Creamy Mushroom-Bacon Rigatoni

Creamy Mushroom-Bacon Rigatoni

Smoky bacon adds umami to this simple and hearty mushroom pasta. Quick weeknight or laid-back weekend, this dish won’t fail you.




20 Mins

Cook Time

20 Mins



6 slices Schneiders Double Smoked Thick Cut Bacon, chopped

1 small onion, finely chopped

4 cloves garlic, minced

3 sprigs fresh thyme

½ tsp each salt and pepper

1 pkg (340 g) mixed fresh mushrooms, sliced

½ cup dry white wine

1 cup 35% whipping cream

12 oz (375 g) uncooked rigatoni

1 cup crumbled goat cheese

1 tbsp chopped fresh parsley


In Dutch oven, cook bacon over medium-high heat, stirring often, until crisp, about 4 minutes. Remove bacon to paper towel-lined plate and set aside.
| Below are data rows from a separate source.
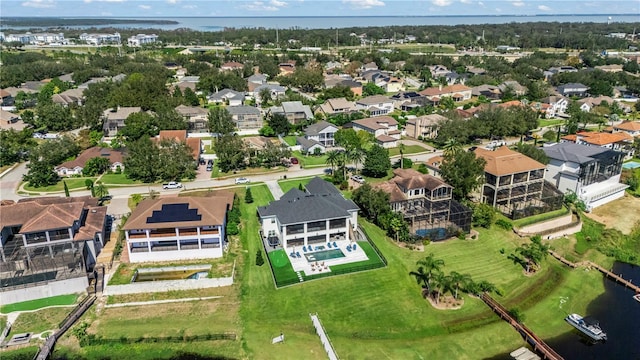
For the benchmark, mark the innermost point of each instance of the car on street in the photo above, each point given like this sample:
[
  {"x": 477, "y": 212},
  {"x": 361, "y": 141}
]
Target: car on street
[
  {"x": 357, "y": 178},
  {"x": 172, "y": 185},
  {"x": 242, "y": 181}
]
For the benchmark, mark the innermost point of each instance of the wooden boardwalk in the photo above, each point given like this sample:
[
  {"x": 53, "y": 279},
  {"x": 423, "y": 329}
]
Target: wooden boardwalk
[
  {"x": 529, "y": 336},
  {"x": 615, "y": 277}
]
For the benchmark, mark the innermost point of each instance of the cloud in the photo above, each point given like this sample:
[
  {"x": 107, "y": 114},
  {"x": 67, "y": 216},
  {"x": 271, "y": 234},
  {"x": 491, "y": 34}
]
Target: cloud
[
  {"x": 39, "y": 4},
  {"x": 441, "y": 2},
  {"x": 363, "y": 4}
]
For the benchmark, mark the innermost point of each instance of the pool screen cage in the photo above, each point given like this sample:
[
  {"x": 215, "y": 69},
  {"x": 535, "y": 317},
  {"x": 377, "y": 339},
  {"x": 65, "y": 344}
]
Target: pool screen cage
[{"x": 440, "y": 225}]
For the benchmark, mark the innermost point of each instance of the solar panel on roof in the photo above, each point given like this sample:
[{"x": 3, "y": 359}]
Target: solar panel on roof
[{"x": 174, "y": 213}]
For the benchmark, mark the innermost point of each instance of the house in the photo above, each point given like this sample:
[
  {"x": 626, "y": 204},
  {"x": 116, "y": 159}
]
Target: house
[
  {"x": 113, "y": 119},
  {"x": 514, "y": 183},
  {"x": 318, "y": 136},
  {"x": 256, "y": 80},
  {"x": 426, "y": 203},
  {"x": 630, "y": 127},
  {"x": 142, "y": 39},
  {"x": 617, "y": 141},
  {"x": 573, "y": 89},
  {"x": 383, "y": 128},
  {"x": 458, "y": 92},
  {"x": 318, "y": 215},
  {"x": 375, "y": 105},
  {"x": 68, "y": 97},
  {"x": 181, "y": 136},
  {"x": 518, "y": 90},
  {"x": 227, "y": 96},
  {"x": 556, "y": 105},
  {"x": 294, "y": 111},
  {"x": 336, "y": 106},
  {"x": 9, "y": 120},
  {"x": 591, "y": 172},
  {"x": 178, "y": 228},
  {"x": 275, "y": 91},
  {"x": 246, "y": 117},
  {"x": 197, "y": 118},
  {"x": 48, "y": 245},
  {"x": 232, "y": 66},
  {"x": 75, "y": 166},
  {"x": 425, "y": 126}
]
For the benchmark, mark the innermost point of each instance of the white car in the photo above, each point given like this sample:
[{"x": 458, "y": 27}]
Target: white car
[
  {"x": 242, "y": 181},
  {"x": 357, "y": 178},
  {"x": 172, "y": 185}
]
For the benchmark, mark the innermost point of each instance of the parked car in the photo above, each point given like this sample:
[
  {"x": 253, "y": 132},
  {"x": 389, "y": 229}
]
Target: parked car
[
  {"x": 172, "y": 185},
  {"x": 357, "y": 178},
  {"x": 242, "y": 181}
]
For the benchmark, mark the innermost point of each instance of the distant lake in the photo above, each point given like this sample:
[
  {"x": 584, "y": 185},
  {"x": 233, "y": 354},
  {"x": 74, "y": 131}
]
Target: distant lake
[{"x": 219, "y": 23}]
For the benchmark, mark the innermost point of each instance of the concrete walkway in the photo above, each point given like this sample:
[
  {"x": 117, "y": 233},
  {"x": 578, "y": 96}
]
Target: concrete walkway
[{"x": 275, "y": 189}]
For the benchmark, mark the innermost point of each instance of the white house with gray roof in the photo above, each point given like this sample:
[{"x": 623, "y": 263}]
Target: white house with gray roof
[{"x": 318, "y": 215}]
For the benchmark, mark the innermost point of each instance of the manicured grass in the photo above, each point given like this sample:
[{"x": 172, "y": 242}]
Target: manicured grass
[
  {"x": 540, "y": 217},
  {"x": 118, "y": 179},
  {"x": 72, "y": 184},
  {"x": 290, "y": 140},
  {"x": 310, "y": 161},
  {"x": 408, "y": 150},
  {"x": 40, "y": 303}
]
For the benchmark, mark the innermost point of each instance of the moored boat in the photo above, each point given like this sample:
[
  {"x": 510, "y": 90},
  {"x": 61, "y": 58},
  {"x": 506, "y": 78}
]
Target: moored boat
[{"x": 586, "y": 326}]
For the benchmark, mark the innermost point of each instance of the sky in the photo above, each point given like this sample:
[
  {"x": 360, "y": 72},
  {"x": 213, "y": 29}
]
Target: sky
[{"x": 191, "y": 8}]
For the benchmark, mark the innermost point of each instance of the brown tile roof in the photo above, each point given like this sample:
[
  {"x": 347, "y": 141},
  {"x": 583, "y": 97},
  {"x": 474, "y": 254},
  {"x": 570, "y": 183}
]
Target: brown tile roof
[
  {"x": 504, "y": 161},
  {"x": 629, "y": 126},
  {"x": 212, "y": 210},
  {"x": 436, "y": 91},
  {"x": 114, "y": 156}
]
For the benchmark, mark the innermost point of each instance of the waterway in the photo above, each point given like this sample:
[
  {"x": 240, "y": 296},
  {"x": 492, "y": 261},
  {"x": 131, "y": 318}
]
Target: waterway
[{"x": 318, "y": 22}]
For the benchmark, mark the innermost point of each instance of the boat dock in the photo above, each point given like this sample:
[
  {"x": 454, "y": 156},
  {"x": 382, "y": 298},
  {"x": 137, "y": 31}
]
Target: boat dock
[
  {"x": 615, "y": 277},
  {"x": 530, "y": 337}
]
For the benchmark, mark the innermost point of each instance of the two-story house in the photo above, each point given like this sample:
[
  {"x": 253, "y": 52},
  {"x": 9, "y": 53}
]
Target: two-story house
[
  {"x": 113, "y": 119},
  {"x": 294, "y": 111},
  {"x": 47, "y": 246},
  {"x": 246, "y": 117},
  {"x": 383, "y": 128},
  {"x": 318, "y": 215},
  {"x": 512, "y": 181},
  {"x": 425, "y": 126},
  {"x": 178, "y": 228},
  {"x": 426, "y": 203},
  {"x": 591, "y": 172},
  {"x": 376, "y": 105},
  {"x": 318, "y": 136}
]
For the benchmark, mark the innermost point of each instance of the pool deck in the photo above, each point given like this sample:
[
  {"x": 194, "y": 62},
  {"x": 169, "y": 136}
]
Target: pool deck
[{"x": 302, "y": 265}]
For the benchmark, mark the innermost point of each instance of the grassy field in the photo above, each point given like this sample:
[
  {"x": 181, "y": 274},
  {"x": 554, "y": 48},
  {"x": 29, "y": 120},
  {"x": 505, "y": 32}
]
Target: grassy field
[
  {"x": 408, "y": 150},
  {"x": 72, "y": 184},
  {"x": 118, "y": 179},
  {"x": 40, "y": 303}
]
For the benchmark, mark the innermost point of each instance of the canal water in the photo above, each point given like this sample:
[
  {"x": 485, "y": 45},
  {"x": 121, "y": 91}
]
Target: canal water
[{"x": 619, "y": 316}]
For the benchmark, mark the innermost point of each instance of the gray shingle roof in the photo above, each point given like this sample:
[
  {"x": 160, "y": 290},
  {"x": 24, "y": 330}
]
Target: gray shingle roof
[{"x": 297, "y": 207}]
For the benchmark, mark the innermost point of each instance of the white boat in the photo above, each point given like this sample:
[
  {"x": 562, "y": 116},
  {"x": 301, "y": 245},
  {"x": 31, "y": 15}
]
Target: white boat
[{"x": 590, "y": 328}]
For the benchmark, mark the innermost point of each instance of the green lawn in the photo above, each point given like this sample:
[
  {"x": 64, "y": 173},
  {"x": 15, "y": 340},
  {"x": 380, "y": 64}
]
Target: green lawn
[
  {"x": 118, "y": 179},
  {"x": 40, "y": 303},
  {"x": 311, "y": 160},
  {"x": 72, "y": 184},
  {"x": 408, "y": 150}
]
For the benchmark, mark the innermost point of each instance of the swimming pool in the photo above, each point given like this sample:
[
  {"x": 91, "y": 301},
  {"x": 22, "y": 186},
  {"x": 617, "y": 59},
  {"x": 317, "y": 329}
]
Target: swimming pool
[
  {"x": 631, "y": 165},
  {"x": 324, "y": 255}
]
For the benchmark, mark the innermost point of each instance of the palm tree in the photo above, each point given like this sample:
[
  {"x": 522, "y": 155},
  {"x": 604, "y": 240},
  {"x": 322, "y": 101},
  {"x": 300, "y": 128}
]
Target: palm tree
[
  {"x": 457, "y": 280},
  {"x": 431, "y": 265}
]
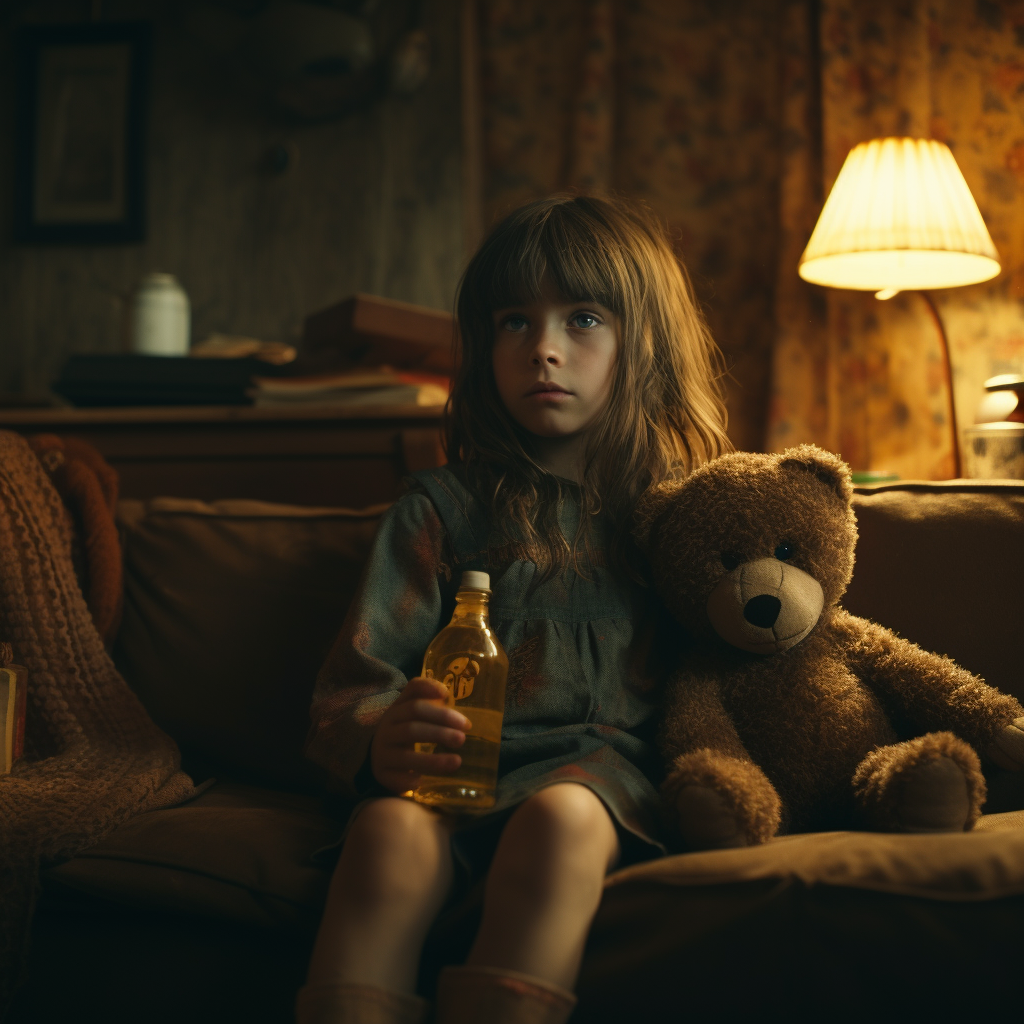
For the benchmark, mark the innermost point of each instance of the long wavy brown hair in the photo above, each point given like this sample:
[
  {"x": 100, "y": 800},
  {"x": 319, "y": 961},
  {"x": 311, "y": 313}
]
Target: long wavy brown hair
[{"x": 666, "y": 413}]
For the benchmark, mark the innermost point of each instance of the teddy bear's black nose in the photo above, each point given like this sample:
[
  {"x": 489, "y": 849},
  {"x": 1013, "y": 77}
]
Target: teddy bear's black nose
[{"x": 763, "y": 610}]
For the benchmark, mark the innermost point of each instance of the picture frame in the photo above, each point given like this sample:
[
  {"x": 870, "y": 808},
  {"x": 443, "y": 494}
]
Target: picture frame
[{"x": 80, "y": 133}]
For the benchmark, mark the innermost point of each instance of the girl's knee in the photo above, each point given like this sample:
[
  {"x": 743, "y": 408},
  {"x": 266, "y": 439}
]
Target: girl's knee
[
  {"x": 394, "y": 848},
  {"x": 567, "y": 812},
  {"x": 564, "y": 822}
]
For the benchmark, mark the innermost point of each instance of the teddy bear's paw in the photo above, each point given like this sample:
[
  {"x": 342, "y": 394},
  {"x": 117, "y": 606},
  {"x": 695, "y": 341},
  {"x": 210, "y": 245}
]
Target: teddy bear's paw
[
  {"x": 932, "y": 783},
  {"x": 706, "y": 820},
  {"x": 1007, "y": 750},
  {"x": 718, "y": 801}
]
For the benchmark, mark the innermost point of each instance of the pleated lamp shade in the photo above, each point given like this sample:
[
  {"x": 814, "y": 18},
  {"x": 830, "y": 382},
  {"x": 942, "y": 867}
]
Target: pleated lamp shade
[{"x": 900, "y": 216}]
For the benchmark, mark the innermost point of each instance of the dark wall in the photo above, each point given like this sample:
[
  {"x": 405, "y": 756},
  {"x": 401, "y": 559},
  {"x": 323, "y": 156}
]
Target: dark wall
[{"x": 371, "y": 202}]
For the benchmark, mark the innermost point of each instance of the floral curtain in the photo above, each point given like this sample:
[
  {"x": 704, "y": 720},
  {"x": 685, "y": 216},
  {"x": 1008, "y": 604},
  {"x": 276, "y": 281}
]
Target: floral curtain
[
  {"x": 856, "y": 375},
  {"x": 731, "y": 121}
]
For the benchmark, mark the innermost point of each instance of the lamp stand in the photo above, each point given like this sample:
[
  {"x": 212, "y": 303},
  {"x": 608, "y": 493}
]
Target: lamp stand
[{"x": 947, "y": 369}]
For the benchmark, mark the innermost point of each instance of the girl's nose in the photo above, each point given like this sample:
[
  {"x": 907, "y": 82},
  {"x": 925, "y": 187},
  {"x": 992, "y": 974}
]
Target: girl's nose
[{"x": 546, "y": 349}]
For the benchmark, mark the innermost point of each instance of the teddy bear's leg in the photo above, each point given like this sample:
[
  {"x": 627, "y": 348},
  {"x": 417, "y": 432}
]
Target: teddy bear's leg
[
  {"x": 928, "y": 784},
  {"x": 718, "y": 801}
]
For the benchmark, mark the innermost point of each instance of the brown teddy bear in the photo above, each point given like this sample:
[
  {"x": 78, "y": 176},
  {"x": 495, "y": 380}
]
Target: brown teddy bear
[{"x": 786, "y": 712}]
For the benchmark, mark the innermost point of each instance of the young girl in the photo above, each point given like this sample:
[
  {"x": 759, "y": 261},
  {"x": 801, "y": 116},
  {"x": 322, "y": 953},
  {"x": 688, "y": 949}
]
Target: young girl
[{"x": 587, "y": 375}]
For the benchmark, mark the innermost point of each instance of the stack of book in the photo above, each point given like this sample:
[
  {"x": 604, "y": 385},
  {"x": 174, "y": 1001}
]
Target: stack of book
[
  {"x": 158, "y": 380},
  {"x": 345, "y": 356}
]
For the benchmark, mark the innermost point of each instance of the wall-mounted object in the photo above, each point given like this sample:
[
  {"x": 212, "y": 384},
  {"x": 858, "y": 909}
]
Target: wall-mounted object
[
  {"x": 161, "y": 316},
  {"x": 79, "y": 145},
  {"x": 900, "y": 217}
]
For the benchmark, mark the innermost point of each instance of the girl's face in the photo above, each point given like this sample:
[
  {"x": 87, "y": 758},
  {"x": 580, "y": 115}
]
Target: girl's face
[{"x": 553, "y": 363}]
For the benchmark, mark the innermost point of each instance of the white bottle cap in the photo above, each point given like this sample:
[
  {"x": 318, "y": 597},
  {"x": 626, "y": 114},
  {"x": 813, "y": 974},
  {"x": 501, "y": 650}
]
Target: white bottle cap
[{"x": 475, "y": 581}]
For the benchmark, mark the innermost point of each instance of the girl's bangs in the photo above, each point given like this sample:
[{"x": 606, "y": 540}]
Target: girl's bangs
[{"x": 556, "y": 247}]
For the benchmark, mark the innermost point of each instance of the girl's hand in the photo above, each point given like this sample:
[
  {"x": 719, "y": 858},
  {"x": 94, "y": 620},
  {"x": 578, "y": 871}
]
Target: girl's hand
[{"x": 419, "y": 716}]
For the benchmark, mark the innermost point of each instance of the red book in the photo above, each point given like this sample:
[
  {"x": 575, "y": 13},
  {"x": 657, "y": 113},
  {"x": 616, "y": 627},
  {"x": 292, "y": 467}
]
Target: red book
[{"x": 370, "y": 331}]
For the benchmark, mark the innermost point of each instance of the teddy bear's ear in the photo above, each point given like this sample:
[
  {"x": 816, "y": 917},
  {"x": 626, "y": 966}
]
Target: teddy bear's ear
[
  {"x": 650, "y": 508},
  {"x": 828, "y": 468}
]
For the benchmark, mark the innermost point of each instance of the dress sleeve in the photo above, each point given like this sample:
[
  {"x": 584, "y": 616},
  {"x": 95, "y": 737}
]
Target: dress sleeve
[{"x": 398, "y": 608}]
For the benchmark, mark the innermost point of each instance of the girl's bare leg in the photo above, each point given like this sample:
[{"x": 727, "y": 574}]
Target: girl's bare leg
[
  {"x": 392, "y": 878},
  {"x": 545, "y": 885}
]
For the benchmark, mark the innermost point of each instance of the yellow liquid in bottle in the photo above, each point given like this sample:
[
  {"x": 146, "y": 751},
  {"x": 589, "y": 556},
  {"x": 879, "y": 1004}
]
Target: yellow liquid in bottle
[{"x": 468, "y": 659}]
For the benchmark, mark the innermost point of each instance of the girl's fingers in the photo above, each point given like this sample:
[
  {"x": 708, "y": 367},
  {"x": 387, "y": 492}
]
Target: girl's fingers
[
  {"x": 423, "y": 764},
  {"x": 402, "y": 733},
  {"x": 428, "y": 711}
]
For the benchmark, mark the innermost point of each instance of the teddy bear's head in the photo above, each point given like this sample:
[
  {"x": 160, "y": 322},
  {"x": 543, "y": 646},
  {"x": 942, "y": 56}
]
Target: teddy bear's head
[{"x": 753, "y": 548}]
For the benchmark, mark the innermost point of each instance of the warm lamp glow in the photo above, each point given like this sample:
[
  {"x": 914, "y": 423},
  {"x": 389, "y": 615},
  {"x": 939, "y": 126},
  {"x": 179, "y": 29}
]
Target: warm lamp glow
[{"x": 900, "y": 216}]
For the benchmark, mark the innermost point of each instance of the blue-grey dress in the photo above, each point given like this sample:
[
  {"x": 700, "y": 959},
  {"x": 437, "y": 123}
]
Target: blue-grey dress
[{"x": 588, "y": 655}]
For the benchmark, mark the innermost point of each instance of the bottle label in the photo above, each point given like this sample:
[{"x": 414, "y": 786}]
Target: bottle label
[{"x": 459, "y": 677}]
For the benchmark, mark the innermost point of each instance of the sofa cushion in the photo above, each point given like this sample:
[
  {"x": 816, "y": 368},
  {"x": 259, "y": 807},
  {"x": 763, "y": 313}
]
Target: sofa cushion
[
  {"x": 247, "y": 854},
  {"x": 229, "y": 610},
  {"x": 235, "y": 853},
  {"x": 941, "y": 564}
]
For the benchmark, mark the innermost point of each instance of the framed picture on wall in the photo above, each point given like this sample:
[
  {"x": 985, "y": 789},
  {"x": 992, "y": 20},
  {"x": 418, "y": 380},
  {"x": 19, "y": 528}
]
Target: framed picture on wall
[{"x": 79, "y": 147}]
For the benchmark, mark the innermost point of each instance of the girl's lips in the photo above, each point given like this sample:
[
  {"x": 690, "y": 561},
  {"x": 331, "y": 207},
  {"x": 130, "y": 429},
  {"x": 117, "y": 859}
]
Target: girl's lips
[
  {"x": 548, "y": 396},
  {"x": 544, "y": 389}
]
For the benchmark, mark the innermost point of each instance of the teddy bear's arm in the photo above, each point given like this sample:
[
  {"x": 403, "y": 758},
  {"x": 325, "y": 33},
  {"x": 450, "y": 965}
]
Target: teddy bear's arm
[
  {"x": 695, "y": 718},
  {"x": 714, "y": 793},
  {"x": 932, "y": 691}
]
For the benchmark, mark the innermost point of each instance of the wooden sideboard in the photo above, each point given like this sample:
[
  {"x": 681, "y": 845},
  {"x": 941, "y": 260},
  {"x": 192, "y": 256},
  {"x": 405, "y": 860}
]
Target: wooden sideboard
[{"x": 315, "y": 455}]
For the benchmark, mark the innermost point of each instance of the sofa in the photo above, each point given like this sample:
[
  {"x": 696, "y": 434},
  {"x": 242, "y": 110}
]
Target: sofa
[{"x": 207, "y": 911}]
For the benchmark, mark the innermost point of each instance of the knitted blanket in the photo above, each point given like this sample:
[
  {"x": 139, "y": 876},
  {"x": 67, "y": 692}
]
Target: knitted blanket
[{"x": 93, "y": 757}]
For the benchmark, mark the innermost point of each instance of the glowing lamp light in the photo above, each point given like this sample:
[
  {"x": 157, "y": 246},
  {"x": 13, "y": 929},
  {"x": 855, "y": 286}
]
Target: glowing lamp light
[{"x": 899, "y": 217}]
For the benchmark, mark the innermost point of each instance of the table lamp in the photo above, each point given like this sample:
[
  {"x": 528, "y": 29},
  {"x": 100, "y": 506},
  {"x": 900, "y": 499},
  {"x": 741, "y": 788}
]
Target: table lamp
[{"x": 900, "y": 217}]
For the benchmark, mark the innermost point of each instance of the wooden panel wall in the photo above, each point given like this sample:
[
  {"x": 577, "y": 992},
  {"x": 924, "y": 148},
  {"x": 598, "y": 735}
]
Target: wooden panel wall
[{"x": 370, "y": 203}]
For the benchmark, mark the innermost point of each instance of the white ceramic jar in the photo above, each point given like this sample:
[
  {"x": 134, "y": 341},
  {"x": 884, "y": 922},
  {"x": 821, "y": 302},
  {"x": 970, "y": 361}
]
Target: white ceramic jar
[{"x": 160, "y": 316}]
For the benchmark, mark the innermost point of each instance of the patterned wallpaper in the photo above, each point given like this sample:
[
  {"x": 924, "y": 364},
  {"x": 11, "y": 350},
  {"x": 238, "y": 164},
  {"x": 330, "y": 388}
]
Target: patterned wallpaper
[{"x": 731, "y": 120}]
Drain all but 1 tbsp fat from pan. Add onion, garlic, thyme, salt and pepper; cook until softened, about 3 minutes.

Stir in mushrooms; cook until mushrooms are browned pan is dry, about 5 minutes.

Stir in wine, scraping up browned bits. Stir in cream. Discard thyme sprigs.

Meanwhile, in large pot of boiling salted water, cook pasta according to package directions. Drain, reserving ½ cup of the cooking liquid; add drained pasta to mushroom mixture, tossing to coat. Toss in half each of the cheese and reserved bacon, and enough of the cooking liquid to coat. Top with remaining cheese and bacon; sprinkle with parsley.

Tips: Replace goat cheese with freshly grated Parmesan cheese, if desired. You can also use white mushrooms in place of the mixed mushrooms if that’s what you have on hand.